MHP then did extensive analysis on the performance of more than 5,000 existing loans in its portfolio. Many were from before 2009 when MHP closed loans for buyers whose credit scores were below 660. MHP found that found that single-family and condo loans between 640 and 660 performed a lot more like 660-680 loans than loans in the 620-640 tier.  Similarly, MHP found that two- and three-family loans between 660 and 680 performed a lot more like 680-700 loans than loans in the 640-660 tier. From this analysis, MHP concluded that changing credit requirements presented only a nominal risk and would help ONE Mortgage reach a new group of borrowers that were heavily Black and Latino.

Once this analysis was established, MHP methodically went through the process of recommending credit score changes with over 40 participating ONE Mortgage lenders.  In October 2018, MHP officially lowered credit score requirements for ONE by 20 points, from 660 to 640 on single-family homes and from 680 to 660 on multi-family homes. The 51 loans made within the new credit score range represent the time period from Nov. 1, 2018 to Oct. 31, 2019. During this period, ONE Mortgage made 749 loans overall to borrowers with an average income of $65,000.

Why does this matter? MHP estimates that buyers who have access to ONE Mortgage save approximately $317 a month and $3,800 a year in payments versus comparable loan products for low- and moderate-income first-time buyers. These savings can be used in a variety of ways, from paying off debt to making home renovations to saving more money.

“Throughout our research and implementation we encouraged by the number of lenders who were not only comfortable with this change, but wished it had come sooner,” said Schmiedl.  “This is a great example of, while we always need to responsibly manage risk when using public funds with private financing, we also need to be continually be thinking outside the box and push beyond the status quo to find new ways to provide more opportunity.”

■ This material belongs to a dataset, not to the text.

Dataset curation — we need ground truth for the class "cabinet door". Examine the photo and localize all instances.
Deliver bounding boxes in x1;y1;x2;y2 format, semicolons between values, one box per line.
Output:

ABOUT ONE MORTGAGE: Created in 1990 to address racial disparities in mortgage lending, ONE Mortgage – formerly known as SoftSecond - has provided over $4 billion in private mortgage financing to help over 22,000 low- and moderate-income families purchase their first home, half to people of color.  The program has made loans in 306 of the state’s 351 communities and 39 percent of its loans have been made in gateway cities to borrowers with an average household income of $46,300.